Paid pilot·case study·published 2026-04-29

Harmonia Salon POS

A men’s luxury salon in El-Arish was running on WhatsApp messages, a notebook, and the owner’s memory. I built him a real system in 14 days: POS, booking, payroll commission settlement, full audit log, branded receipt, RTL Arabic, PWA. Two waves shipped end-to-end. The interesting engineering decision wasn’t the stack — it was choosing to build it single-tenant, against every instinct trained by SaaS culture.

14d
Calendar days end-to-end
2
Waves shipped
300
Demo orders seeded
PWA
Install + offline shell

The problem

Egyptian salon owners get two kinds of POS pitches: enterprise multi-branch SaaS at franchise prices, or Excel-with-a-receipt-printer that breaks if a stylist takes a personal day. Neither speaks Arabic right. Neither thinks about a salon’s actual cash-handling reality (cash drawer + tip math + commission split + end-of-day owner walk-out with the till).

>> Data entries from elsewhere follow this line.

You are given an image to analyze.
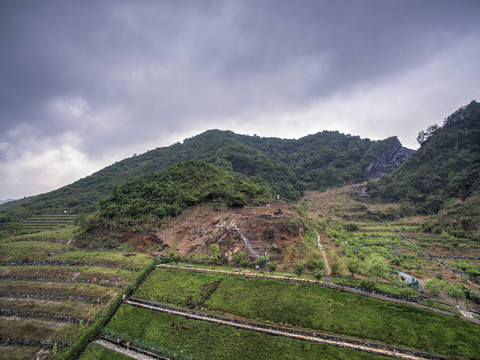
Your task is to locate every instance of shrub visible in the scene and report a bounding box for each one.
[360,279,377,290]
[293,263,305,277]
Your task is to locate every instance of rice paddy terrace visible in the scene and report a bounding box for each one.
[22,214,78,233]
[0,231,149,359]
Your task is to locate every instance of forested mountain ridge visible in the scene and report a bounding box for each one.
[0,130,412,218]
[369,101,480,214]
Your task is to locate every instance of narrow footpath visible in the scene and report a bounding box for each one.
[315,230,331,282]
[124,298,446,360]
[94,339,165,360]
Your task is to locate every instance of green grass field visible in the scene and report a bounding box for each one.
[134,269,480,358]
[105,305,385,360]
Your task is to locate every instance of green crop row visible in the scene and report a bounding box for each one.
[135,269,480,358]
[61,260,156,360]
[106,305,390,360]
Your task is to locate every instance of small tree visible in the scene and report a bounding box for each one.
[360,279,376,290]
[268,262,277,274]
[425,278,442,296]
[293,264,305,277]
[210,244,220,264]
[347,259,360,277]
[233,252,244,265]
[312,258,325,272]
[256,255,268,268]
[445,284,466,305]
[330,261,340,275]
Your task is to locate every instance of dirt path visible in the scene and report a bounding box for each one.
[95,340,165,360]
[124,299,446,360]
[394,229,480,289]
[315,230,331,282]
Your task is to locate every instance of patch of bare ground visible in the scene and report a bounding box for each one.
[150,201,303,259]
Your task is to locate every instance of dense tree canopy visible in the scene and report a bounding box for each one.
[369,101,480,214]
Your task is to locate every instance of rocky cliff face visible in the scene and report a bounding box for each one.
[364,139,415,181]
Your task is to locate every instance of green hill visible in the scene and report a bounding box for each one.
[99,160,265,219]
[368,101,480,214]
[0,130,412,222]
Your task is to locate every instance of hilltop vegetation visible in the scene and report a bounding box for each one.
[369,101,480,214]
[0,130,410,222]
[91,160,266,228]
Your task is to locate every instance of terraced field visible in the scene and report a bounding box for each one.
[18,214,78,233]
[0,229,151,359]
[91,269,480,359]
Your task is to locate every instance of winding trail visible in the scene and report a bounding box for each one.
[394,229,480,289]
[124,298,446,360]
[315,230,331,282]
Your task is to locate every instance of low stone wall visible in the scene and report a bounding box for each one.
[338,284,426,302]
[0,309,87,324]
[0,276,122,287]
[0,260,140,271]
[0,291,103,303]
[127,298,447,360]
[0,338,72,349]
[7,239,68,244]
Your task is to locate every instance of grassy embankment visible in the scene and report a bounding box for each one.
[0,226,151,359]
[120,269,480,358]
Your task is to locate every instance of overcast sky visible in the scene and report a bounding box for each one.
[0,0,480,199]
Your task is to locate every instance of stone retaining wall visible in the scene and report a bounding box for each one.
[0,260,140,271]
[0,291,103,303]
[0,338,72,350]
[127,298,447,360]
[0,309,87,324]
[0,276,122,287]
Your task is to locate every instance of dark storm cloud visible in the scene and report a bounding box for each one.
[0,0,480,199]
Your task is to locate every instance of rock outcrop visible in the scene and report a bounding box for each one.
[364,139,415,181]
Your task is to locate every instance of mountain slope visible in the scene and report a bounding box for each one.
[0,130,412,218]
[368,101,480,214]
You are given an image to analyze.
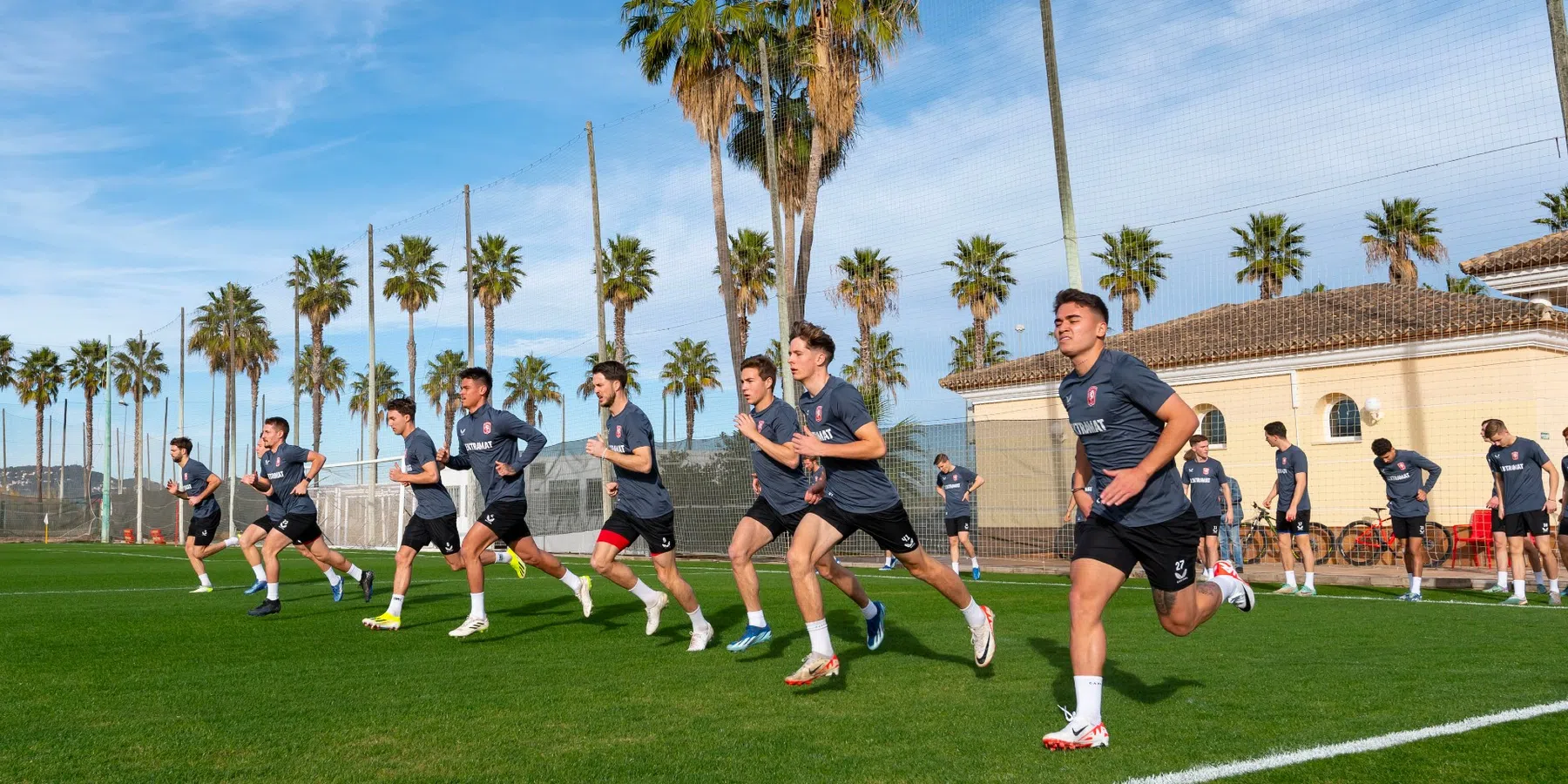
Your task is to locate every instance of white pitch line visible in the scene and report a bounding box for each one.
[1125,700,1568,784]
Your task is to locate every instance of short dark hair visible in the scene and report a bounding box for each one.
[788,320,837,362]
[262,417,288,437]
[588,359,625,389]
[740,355,780,388]
[1052,288,1110,323]
[458,367,496,394]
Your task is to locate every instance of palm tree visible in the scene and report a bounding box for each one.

Harmonia had three concrete pains:

  • Double-bookings on Saturdays. The owner kept appointments in WhatsApp; staff kept walk-ins on a clipboard. Two stylists, one chair, two clients, one angry phone call.
  • Commission settlement was a Sunday-morning argument. Stylists earn a percentage per service. With no system tracking who-served-whom, the weekly settlement was litigated from memory. Staff churn followed.
  • The owner couldn’t leave. No system meant his physical presence was the audit log. He hadn’t taken a full day off in 18 months.

The architectural decision: single-tenant on purpose

The default SaaS reflex is multi-tenant: build it once, sell it ten times, amortise the engineering. I went the opposite way. Harmonia is a single-tenant codebase. One repo, one Supabase project, one customer. Here’s why that was right:

  • The hard parts of multi-tenant SaaS are friction here, not value. RLS gymnastics, tenant context middleware, per-tenant rate limits, tenant-scoped feature flags — all of that overhead exists to support buyers who haven’t bought yet. Harmonia has bought. They want their POS to work, not their POS-platform to scale.
  • The real complexity moved to the domain. When I’m not spending architecture-budget on tenancy, I can spend it on Arabic RTL on touch tablets, commission rules that match the cash-handling reality of an Egyptian salon, and an audit log the owner can show the staff at end-of-month.
  • I can ship in days, not months. 14 calendar days, two waves. A multi-tenant version of the same scope is a quarter of work, minimum.
  • Single-tenant is a sales tool. The owner doesn’t share a database with strangers. His takings, his stylists’ commissions, his client list — his. That’s an honest pitch in a country where data-trust is hard-earned.

Architecture

The stack had three constraints: cheap to run (single client, thin margins), tablet-touch first (front desk + stylist devices are 10-inch Android tablets), and Arabic RTL as a first-class citizen (not an afterthought direction-flip).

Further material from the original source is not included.